Gomeroi man William Allan Irwin was born in 1878, on Burra Bee Dee Aboriginal Mission, near Coonabarabran in New South Wales. After his parents separated, he moved to Moree with his mother, Eliza Allen. William, known to his family as Bill, worked as a shearer after leaving school. He and his brothers Harry and Jack found work on farms across northern New South Wales and southern Queensland.
After discovering that his fiancé had married another man while he was away shearing, William decided to join the Australian Imperial Force. He enlisted in January 1916, aged 37. His brother Harry tried to stop William from going, racing through the countryside on horseback to find him before embarkation. Harry was too late though, as William had already boarded the transport ship Marathon with the 33rd battalion, leaving Sydney on 4 May.
William trained in England for several months before travelling to France to endure the terrible winter of 1916 and 1917. He saw action across various battlefields on the Western Front, including Messines, Villers-Bretonneux, and Amiens. His service records state that he received a gunshot wound in August 1917, and was wounded again in April 1918. After both these instances he was evacuated to England for treatment, before returning to his battalion.

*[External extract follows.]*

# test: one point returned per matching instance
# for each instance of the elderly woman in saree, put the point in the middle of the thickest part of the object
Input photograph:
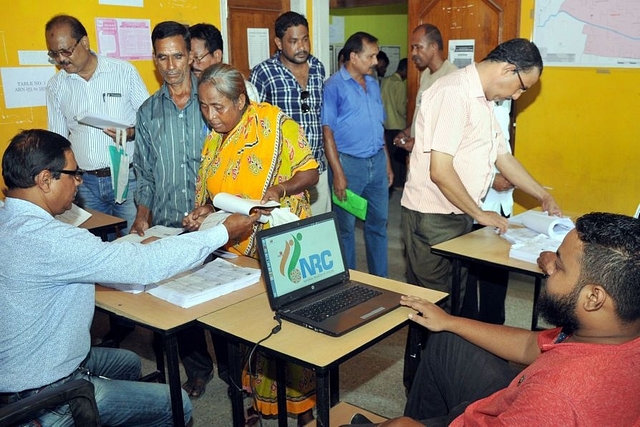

In August 1918, William’s company was involved in intense fighting near Mont St Quentin. The battalion was trying to get control of German-held positions at Road Wood, where they faced intense German machine-gun fire. William’s colleague, Private George Cartwright, charged one of the machine-guns, capturing it along with nine prisoners. William then captured three enemy machine-gun posts and their crews, one after another. When he tried to capture a fourth, he was severely wounded in his back and thigh. He died the next day, on 1 September 1918.